Une calamité de plus s’abat sur le Venezuela, frappé par une triple crise politique, économique et climatique, avec une sécheresse persistante. Ce n’est pourtant pas le manque d’eau qui a contraint la brasserie Polar à interrompre vendredi ses chaînes de fabrication de bière. La compagnie, qui fournit 80 % de la production nationale, a indiqué que, faute de dollars, elle ne pouvait plus acquérir de l’orge malté, matière première indispensable. Selon le brasseur, l’arrêt des machines place au chômage technique 10 000 travailleurs et met en péril 300 000 emplois induits : épiciers, tenanciers de buvettes…
Seul l’Etat peut vendre des billets verts, provenant de la vente de pétrole, aux entreprises privées. Mais la chute du prix du baril a fait fondre les réserves, et les dollars disponibles sont attribués en priorité au secteur public.

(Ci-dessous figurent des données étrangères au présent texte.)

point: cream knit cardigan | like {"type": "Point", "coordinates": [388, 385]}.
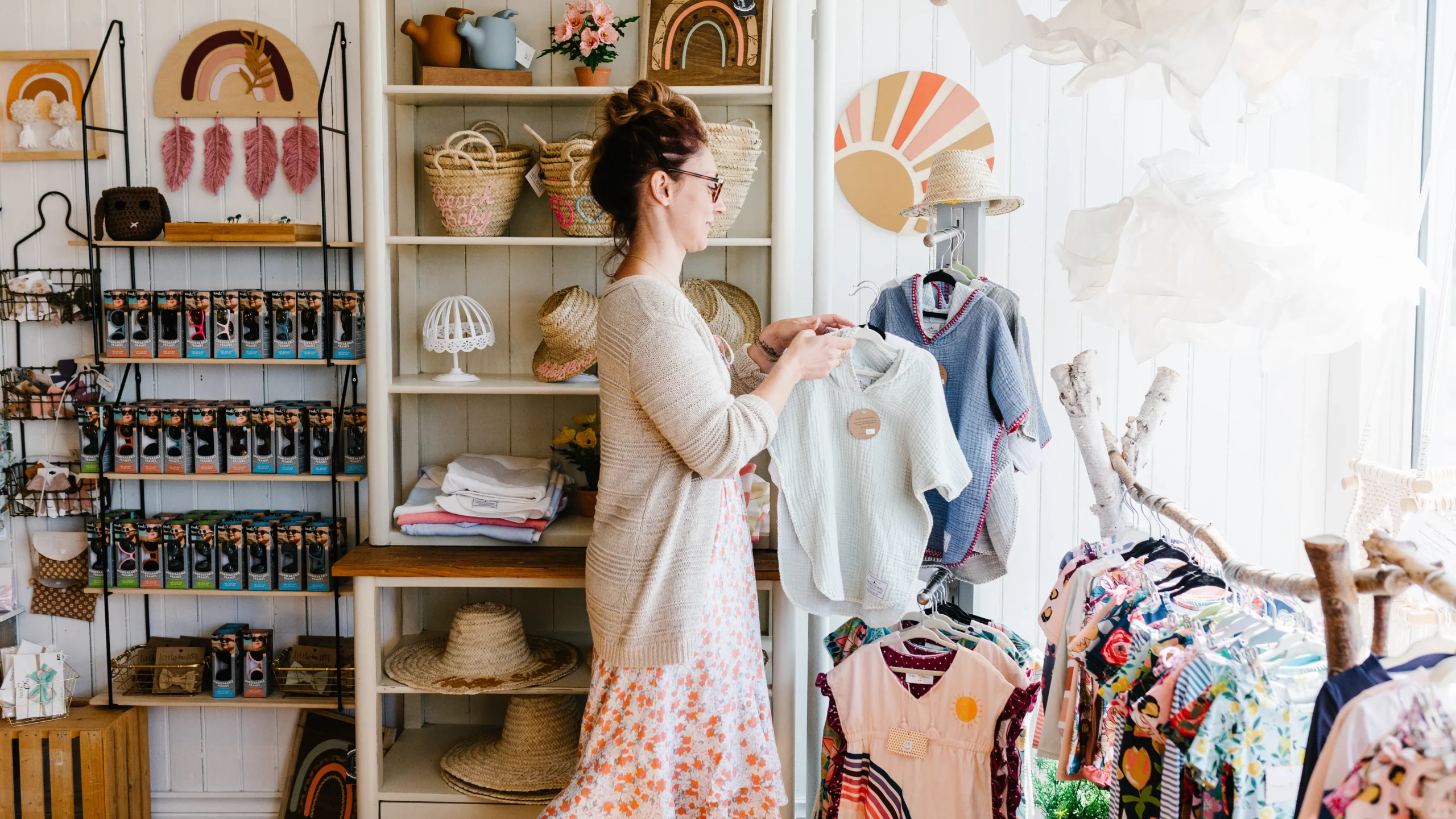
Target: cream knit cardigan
{"type": "Point", "coordinates": [672, 433]}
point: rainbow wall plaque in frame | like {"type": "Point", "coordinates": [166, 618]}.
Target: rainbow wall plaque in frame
{"type": "Point", "coordinates": [237, 69]}
{"type": "Point", "coordinates": [43, 82]}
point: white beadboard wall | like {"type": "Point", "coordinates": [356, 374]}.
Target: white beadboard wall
{"type": "Point", "coordinates": [1259, 455]}
{"type": "Point", "coordinates": [204, 761]}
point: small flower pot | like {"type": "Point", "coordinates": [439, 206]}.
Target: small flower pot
{"type": "Point", "coordinates": [593, 78]}
{"type": "Point", "coordinates": [586, 502]}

«Rébellion». Aux mains de la famille Mendoza, qui l'a fondée en 1939, la firme Polar a échappé aux nationalisations qui ont marqué l'ère chaviste, mais elle reste menacée d'expropriation. Dimanche, le président Nicolás Maduro l'a répété. Selon lui, les pénuries alimentaires sont une arme dans la «guerre économique» livrée au gouvernement socialiste par le secteur privé afin de susciter la colère populaire et renverser le régime. Maduro a incité la population à s'emparer de la brasserie : «Une usine arrêtée, c'est une usine occupée par la classe ouvrière. Rébellion face à la conspiration, rébellion et révolution !» s'est écrié Maduro dans son intervention du 1er mai, que toutes les radios et les télés du pays avaient l'obligation de retransmettre en direct.
Le conflit avec Polar a porté par le passé sur la farine de maïs précuite que le conglomérat fabrique et distribue. Elle sert à préparer les arepas, crêpes épaisses qui sont le pain des Vénézuéliens. Sur ce secteur, Polar et sa marque PAN («Productions alimentaires nationales») sont en situation de quasi-monopole, car détenteurs d'une patente exclusive. Cet aliment de base est maintenu à un prix très bas par le pouvoir, mais la production satisfait difficilement les besoins.
Référendum. Le Venezuela semble danser sur un volcan. L'opposition, majoritaire à l'Assemblée mais empêchée de légiférer, cherche à réunir 4 millions de signatures pour déclencher un référendum révocatoire contre Nicolás Maduro. A qui le pape François a adressé une «lettre personnelle» dimanche, dont le contenu n'a pas été révélé. Le Président a annoncé le relèvement de 30 % du salaire minimum, dérisoire au regard de l'inflation : 180 % pour 2015, et selon les projections du Fonds monétaire international, 700 % en 2016. Un record mondial.